Build a bar chart of the SORTED data 5, 11, 15, 19, 25. Each bar's height is the value at that position. Hint: Order the values low → high, then make each bar that tall.
Find the range of the data. If you get stuck, the adaptive hint is: Answer: 20.
Explorer missions hit the core abstraction at typical numeric ranges — this is where conceptual mastery is built. Within 6th Grade Statistics, expect numbers in the corresponding range.
Confusing mean with median. Mean is computed (sum ÷ count). Median is found by position. Different methods.
Lineplot (Line plots visualise data sets that statistics summarise.). Open /grade-6/lineplot to start that topic's missions.

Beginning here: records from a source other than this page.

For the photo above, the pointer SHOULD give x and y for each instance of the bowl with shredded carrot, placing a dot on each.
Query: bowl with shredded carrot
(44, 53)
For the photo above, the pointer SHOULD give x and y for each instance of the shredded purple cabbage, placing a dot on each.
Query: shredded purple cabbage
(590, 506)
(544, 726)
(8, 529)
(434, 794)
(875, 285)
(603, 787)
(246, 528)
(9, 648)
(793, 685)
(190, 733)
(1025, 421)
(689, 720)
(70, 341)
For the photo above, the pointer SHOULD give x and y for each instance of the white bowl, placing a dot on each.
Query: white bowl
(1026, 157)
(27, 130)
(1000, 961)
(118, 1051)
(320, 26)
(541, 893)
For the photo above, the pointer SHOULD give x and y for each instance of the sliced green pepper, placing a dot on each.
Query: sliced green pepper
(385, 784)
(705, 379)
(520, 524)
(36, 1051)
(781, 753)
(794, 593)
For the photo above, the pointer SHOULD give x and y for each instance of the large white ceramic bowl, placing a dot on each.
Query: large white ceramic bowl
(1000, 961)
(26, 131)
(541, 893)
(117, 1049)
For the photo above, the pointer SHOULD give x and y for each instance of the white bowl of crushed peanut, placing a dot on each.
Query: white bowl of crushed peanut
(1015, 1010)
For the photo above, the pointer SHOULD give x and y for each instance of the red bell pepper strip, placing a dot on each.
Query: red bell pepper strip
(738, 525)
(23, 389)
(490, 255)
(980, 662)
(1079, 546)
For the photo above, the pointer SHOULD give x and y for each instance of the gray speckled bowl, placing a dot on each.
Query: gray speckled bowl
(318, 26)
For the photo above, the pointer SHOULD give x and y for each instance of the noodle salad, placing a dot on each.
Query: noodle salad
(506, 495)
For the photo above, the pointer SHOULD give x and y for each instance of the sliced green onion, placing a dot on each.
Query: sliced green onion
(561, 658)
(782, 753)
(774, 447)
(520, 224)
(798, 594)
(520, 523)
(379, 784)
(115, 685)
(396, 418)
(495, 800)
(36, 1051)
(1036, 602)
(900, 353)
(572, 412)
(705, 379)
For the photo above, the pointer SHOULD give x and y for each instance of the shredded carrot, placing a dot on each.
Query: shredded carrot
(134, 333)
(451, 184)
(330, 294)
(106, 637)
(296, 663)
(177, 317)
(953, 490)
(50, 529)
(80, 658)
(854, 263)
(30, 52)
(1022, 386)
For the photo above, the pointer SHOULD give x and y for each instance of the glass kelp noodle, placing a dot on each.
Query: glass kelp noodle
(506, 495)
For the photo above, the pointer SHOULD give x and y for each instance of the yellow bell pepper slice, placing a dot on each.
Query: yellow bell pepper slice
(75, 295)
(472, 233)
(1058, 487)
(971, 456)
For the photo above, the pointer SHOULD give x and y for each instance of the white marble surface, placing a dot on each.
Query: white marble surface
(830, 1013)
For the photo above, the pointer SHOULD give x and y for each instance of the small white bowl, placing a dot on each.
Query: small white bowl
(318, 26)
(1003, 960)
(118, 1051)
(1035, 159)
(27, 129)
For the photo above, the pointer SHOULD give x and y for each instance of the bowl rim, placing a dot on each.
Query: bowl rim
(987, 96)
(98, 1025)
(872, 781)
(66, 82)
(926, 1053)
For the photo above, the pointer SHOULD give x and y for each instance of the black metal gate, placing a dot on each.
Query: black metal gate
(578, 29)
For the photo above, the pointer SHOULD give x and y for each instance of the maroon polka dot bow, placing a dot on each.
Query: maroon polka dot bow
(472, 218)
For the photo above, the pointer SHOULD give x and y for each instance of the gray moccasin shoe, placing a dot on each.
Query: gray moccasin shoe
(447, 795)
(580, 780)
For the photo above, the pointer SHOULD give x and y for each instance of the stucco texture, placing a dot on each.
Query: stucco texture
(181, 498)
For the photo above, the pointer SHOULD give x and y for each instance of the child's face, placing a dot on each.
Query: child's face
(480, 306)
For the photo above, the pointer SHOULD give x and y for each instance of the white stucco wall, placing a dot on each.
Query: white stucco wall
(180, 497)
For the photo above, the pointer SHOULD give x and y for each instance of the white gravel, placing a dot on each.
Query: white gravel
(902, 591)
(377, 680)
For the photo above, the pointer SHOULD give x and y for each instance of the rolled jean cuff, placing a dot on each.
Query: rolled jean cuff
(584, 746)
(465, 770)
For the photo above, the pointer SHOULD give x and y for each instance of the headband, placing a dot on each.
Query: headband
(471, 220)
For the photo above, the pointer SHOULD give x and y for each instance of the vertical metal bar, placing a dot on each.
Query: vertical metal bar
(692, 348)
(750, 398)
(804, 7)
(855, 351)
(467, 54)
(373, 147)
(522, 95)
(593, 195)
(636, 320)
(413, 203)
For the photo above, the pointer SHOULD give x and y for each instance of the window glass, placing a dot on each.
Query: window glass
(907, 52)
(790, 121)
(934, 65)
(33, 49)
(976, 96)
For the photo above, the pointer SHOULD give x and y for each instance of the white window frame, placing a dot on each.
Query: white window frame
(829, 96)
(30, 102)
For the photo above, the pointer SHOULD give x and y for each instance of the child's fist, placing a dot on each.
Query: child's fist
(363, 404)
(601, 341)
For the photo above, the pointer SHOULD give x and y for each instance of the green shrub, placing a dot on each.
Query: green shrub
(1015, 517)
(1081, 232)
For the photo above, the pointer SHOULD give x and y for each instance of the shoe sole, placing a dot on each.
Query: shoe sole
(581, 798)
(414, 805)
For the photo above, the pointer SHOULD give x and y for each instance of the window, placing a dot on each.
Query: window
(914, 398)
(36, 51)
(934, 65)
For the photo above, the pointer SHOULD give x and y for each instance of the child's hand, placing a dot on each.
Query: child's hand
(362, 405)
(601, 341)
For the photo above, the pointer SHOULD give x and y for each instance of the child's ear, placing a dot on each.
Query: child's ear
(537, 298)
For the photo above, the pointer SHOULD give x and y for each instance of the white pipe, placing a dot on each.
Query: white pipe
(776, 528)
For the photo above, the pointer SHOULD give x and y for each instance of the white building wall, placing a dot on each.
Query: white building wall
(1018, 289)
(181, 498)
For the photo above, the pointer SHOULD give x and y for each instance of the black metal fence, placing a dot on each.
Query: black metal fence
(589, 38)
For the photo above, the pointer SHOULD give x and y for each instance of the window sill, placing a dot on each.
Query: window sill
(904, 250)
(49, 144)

Inquiry-based learning starts with a question, not a formula — students explore, hypothesize, and verify before being told the rule. In Inquiry AI, every mission opens with a "Discovery" step (manipulate the model), then "Abstraction" (write the equation), then "Reflect" (apply to a new case). The procedure is never given upfront; learners derive it from their own observations.
Pure discovery is inefficient — kids hit a wall and quit. Guided Discovery scaffolds the path: a careful sequence of questions, models, and adaptive hints leads the learner toward the insight without revealing it. Inquiry AI's hint system fires automatically after ~15s of hesitation or on the first mistake, escalating from a Socratic nudge to a worked example only when needed. Mistakes are diagnosed via "misconception keys" so the hint matches the actual wrong-thinking pattern.